4.1. Iron and myelin related genes are strongly correlated with QSM
We have confirmed the strong relationship between the QSM signal and Ft. Interestingly, our results imply unequal contributions from H‐Ft and L‐Ft, as L‐Ft was found to have the most significant relationship with QSM, among the iron genes, across the three QSM datasets. These are known to exhibit different roles in iron homeostasis and to be differentially distributed across cell types and brain regions, with H‐Ft largely out‐numbering L‐Ft (Connor & Menzies, 1995). In addition to serving as an iron transporter, H‐Ft has the ferroxidase ability, which converts the reactive ferrous iron to more stable ferric iron (Arosio & Levi, 2002). L‐Ft is more important for the formation of the iron core, which is what generates the molecule's strong paramagnetic susceptibility signal (Arosio & Levi, 2002; Levi et al., 1992). Additionally, L‐Ft is present in oligodendrocytes, supporting the hypothesis of their role in iron storage (Connor et al., 1994). This is consistent with the results of our linear regression analysis, which predicts the L‐Ft regression model to be more significant than H‐Ft, regardless of QSM population and reconstruction method.

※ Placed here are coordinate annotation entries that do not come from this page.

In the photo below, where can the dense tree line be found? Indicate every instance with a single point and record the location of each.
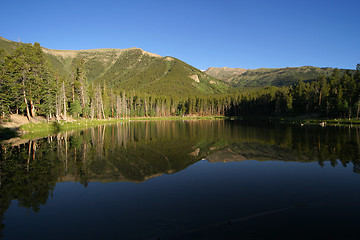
(29, 86)
(337, 95)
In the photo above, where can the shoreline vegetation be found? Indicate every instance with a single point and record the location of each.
(44, 128)
(44, 101)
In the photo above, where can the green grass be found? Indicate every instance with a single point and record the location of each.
(34, 130)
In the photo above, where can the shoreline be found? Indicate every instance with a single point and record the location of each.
(32, 129)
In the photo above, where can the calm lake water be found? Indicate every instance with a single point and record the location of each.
(198, 179)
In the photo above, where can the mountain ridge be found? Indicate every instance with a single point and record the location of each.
(264, 77)
(131, 69)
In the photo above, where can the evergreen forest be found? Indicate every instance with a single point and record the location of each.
(31, 84)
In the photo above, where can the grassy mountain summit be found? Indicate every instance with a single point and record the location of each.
(132, 69)
(263, 77)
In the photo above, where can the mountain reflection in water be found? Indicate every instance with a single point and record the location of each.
(138, 151)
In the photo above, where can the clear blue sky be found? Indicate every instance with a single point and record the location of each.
(246, 34)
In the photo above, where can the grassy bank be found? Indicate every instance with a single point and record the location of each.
(54, 127)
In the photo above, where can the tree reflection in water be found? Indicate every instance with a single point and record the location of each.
(137, 151)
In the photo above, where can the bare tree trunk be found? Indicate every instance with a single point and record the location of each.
(64, 99)
(27, 106)
(32, 108)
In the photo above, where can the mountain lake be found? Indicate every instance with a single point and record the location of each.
(183, 179)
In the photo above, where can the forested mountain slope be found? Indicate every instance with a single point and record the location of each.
(131, 69)
(264, 77)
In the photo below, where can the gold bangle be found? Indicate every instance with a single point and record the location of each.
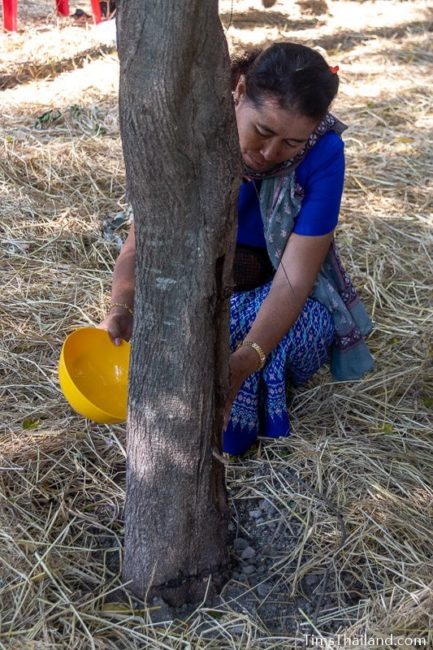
(121, 304)
(256, 347)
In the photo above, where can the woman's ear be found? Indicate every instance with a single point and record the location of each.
(239, 91)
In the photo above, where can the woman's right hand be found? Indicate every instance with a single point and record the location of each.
(118, 324)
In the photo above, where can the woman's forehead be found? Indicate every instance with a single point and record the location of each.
(282, 121)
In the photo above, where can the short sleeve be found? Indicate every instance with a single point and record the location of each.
(321, 175)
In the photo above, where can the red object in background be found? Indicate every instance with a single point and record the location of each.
(63, 7)
(10, 15)
(10, 11)
(96, 8)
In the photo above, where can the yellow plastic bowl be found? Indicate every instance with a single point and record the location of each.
(93, 375)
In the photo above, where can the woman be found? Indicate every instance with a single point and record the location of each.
(293, 306)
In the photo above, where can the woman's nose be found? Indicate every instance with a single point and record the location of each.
(270, 150)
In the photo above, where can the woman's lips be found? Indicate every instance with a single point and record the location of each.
(255, 164)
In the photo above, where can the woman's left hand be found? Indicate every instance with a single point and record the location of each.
(243, 362)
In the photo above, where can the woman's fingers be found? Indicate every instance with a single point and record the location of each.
(118, 326)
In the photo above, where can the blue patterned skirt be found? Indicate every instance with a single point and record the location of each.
(260, 407)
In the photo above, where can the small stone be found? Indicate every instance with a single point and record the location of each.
(262, 590)
(311, 580)
(240, 544)
(248, 569)
(248, 553)
(255, 514)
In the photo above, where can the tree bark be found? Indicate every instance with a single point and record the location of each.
(183, 167)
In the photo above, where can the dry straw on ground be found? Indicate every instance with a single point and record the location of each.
(366, 446)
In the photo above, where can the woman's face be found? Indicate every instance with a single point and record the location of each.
(268, 135)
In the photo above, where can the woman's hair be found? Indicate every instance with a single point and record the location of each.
(296, 76)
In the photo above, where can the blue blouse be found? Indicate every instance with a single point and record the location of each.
(321, 175)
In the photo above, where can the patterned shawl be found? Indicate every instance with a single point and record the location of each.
(280, 202)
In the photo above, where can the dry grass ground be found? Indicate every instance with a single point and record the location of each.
(367, 446)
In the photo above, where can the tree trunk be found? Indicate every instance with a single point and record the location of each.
(182, 166)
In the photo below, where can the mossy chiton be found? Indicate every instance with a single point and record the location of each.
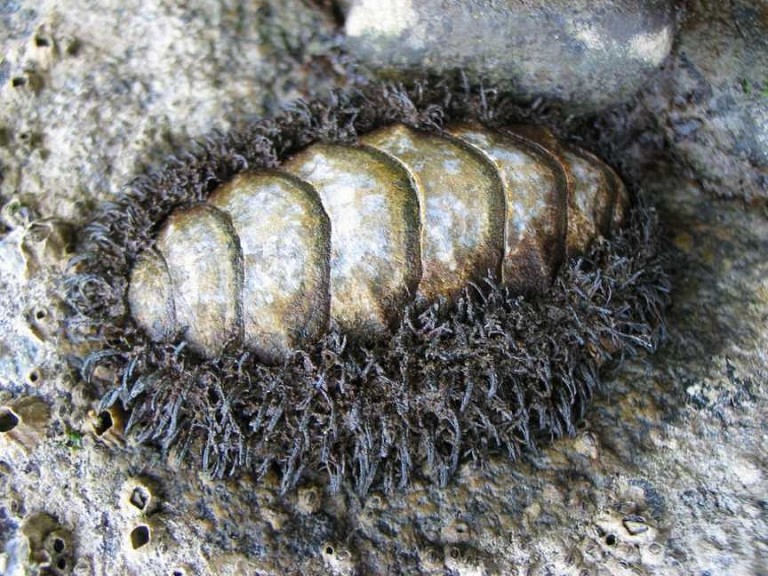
(353, 233)
(371, 288)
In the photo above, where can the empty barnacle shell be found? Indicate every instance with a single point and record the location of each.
(23, 423)
(47, 242)
(108, 425)
(139, 496)
(44, 543)
(299, 296)
(143, 536)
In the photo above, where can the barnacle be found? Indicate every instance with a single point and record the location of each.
(332, 377)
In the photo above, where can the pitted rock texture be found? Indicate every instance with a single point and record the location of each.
(586, 54)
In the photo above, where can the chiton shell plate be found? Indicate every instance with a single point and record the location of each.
(351, 234)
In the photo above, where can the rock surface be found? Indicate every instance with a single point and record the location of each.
(713, 102)
(585, 54)
(667, 475)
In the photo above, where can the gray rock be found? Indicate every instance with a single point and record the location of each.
(587, 54)
(713, 105)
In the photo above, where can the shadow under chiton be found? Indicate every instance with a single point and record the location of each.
(372, 288)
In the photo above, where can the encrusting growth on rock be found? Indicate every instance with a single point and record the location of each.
(368, 289)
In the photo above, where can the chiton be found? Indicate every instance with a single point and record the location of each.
(368, 289)
(352, 233)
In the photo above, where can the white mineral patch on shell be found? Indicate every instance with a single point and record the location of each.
(386, 18)
(652, 47)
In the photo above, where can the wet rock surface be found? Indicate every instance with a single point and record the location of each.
(713, 101)
(666, 475)
(584, 54)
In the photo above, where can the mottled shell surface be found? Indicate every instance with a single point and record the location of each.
(352, 234)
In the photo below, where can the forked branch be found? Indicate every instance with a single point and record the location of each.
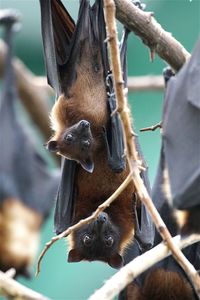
(127, 274)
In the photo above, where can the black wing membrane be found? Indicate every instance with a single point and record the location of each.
(23, 172)
(181, 127)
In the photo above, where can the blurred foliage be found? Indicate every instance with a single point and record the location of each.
(58, 279)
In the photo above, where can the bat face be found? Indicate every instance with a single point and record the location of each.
(75, 143)
(97, 241)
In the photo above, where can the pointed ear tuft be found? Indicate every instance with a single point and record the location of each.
(116, 261)
(52, 146)
(87, 165)
(74, 256)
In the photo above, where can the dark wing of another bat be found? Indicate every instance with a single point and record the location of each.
(57, 29)
(181, 127)
(23, 172)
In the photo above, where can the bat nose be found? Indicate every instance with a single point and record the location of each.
(86, 143)
(84, 124)
(102, 218)
(52, 146)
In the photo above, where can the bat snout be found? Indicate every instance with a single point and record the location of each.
(84, 124)
(52, 146)
(86, 144)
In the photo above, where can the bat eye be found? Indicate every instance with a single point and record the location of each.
(86, 143)
(85, 124)
(68, 137)
(109, 241)
(87, 240)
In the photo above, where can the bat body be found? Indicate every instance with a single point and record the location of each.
(85, 99)
(27, 189)
(91, 173)
(165, 280)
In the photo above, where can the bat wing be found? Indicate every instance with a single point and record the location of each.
(57, 28)
(65, 197)
(181, 127)
(23, 172)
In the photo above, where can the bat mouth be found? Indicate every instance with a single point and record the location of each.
(87, 165)
(52, 146)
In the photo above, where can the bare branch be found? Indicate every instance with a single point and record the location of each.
(145, 83)
(152, 128)
(137, 266)
(82, 222)
(13, 289)
(132, 155)
(152, 34)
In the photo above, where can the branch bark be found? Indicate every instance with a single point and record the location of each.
(145, 83)
(152, 34)
(127, 274)
(132, 156)
(13, 289)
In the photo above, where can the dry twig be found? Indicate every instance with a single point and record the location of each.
(132, 156)
(128, 273)
(145, 83)
(152, 34)
(82, 222)
(152, 128)
(13, 289)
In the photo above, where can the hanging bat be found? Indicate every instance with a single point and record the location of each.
(27, 189)
(165, 280)
(181, 145)
(90, 140)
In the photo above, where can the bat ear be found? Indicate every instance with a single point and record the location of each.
(87, 165)
(74, 256)
(52, 146)
(116, 261)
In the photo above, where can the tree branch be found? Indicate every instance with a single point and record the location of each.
(145, 83)
(152, 34)
(132, 155)
(141, 263)
(13, 289)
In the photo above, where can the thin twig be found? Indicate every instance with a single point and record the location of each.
(141, 263)
(152, 128)
(151, 33)
(13, 289)
(132, 155)
(82, 222)
(145, 83)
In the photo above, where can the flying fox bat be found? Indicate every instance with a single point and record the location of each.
(27, 189)
(165, 280)
(181, 146)
(87, 136)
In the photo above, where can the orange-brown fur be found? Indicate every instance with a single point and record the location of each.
(19, 234)
(161, 285)
(87, 100)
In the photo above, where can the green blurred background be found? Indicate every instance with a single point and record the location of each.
(58, 279)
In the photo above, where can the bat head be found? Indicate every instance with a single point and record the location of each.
(98, 240)
(75, 143)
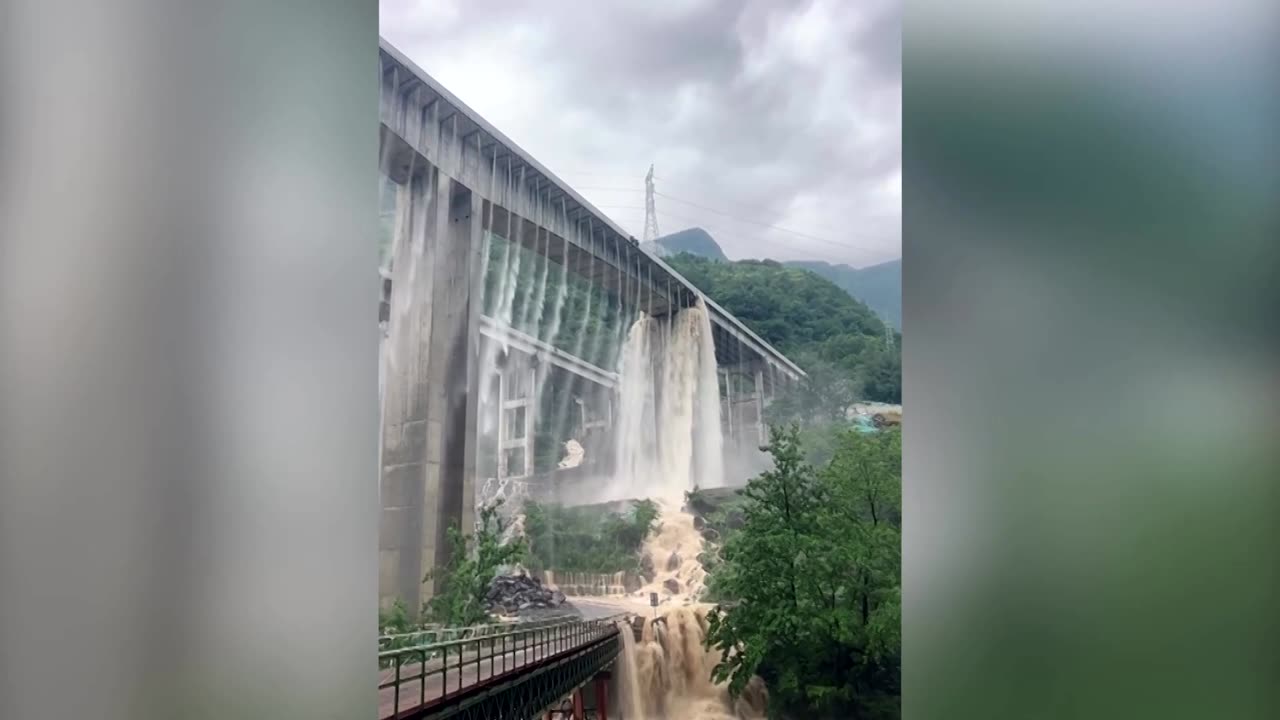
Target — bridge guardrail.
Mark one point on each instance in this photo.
(434, 633)
(499, 652)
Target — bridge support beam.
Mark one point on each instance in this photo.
(429, 393)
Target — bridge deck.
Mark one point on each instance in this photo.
(471, 668)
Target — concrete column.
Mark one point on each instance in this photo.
(432, 377)
(602, 697)
(406, 464)
(760, 429)
(455, 377)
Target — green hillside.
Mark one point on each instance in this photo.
(877, 286)
(805, 317)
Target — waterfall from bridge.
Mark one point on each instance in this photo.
(667, 674)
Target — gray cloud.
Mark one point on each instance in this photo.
(780, 112)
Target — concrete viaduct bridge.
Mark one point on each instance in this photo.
(455, 183)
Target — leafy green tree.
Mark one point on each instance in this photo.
(462, 584)
(816, 573)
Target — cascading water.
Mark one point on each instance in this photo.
(708, 441)
(667, 674)
(671, 441)
(636, 440)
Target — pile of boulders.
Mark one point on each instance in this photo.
(519, 592)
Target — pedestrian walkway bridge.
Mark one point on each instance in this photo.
(508, 671)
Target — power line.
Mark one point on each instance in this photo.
(771, 226)
(735, 217)
(723, 232)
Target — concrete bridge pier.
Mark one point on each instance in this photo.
(432, 376)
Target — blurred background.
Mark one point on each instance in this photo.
(1091, 247)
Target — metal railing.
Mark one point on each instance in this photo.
(435, 633)
(412, 677)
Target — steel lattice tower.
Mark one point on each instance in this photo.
(650, 209)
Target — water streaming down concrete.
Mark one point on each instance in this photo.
(667, 674)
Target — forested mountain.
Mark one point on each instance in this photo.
(695, 241)
(805, 317)
(877, 286)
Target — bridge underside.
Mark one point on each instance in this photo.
(455, 186)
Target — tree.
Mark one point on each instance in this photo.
(816, 572)
(462, 586)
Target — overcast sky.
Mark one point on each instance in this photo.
(755, 113)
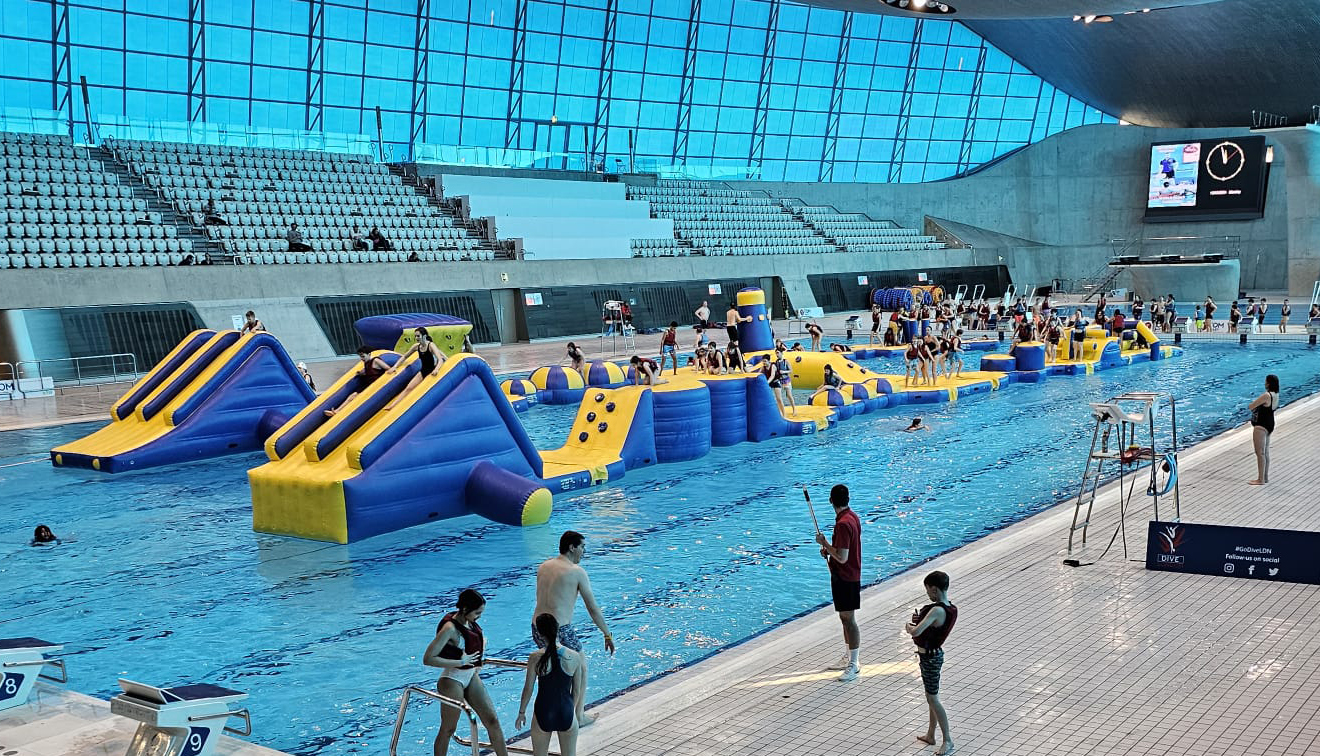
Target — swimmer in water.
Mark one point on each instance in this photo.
(916, 425)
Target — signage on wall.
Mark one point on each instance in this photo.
(1250, 553)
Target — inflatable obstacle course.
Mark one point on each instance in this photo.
(215, 393)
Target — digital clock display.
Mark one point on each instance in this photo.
(1207, 180)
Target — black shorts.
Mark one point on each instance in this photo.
(848, 594)
(931, 665)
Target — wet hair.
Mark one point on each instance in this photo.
(548, 628)
(838, 495)
(937, 579)
(470, 600)
(569, 540)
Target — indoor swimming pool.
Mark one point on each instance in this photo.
(160, 577)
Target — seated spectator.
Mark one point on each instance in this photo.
(211, 217)
(359, 240)
(295, 238)
(379, 243)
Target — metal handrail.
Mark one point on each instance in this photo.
(56, 662)
(115, 374)
(240, 713)
(475, 743)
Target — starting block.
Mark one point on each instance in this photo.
(184, 721)
(23, 660)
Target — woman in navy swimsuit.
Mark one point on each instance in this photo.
(559, 676)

We know that the major determinant of the QSM signal is magnetic susceptibility. Although several of the myelination genes show a positive correlation with QSM in the deep grey nuclei, which we know to have positive susceptibility, the proteins encoded by these genes actually make up the myelin sheath, which itself has a negative susceptibility. It is possible these genes may be expressed by oligodendrocytes, either containing iron‐loaded Ft or present in the same voxel as other iron‐loaded cells. If the second case, there is a strong likelihood that oligodendrocytes are involved in the transport of iron either to or from these other iron‐loaded cells. The correlation with QSM is gene expression, which reflects oligodendrocyte activity, not necessarily protein content.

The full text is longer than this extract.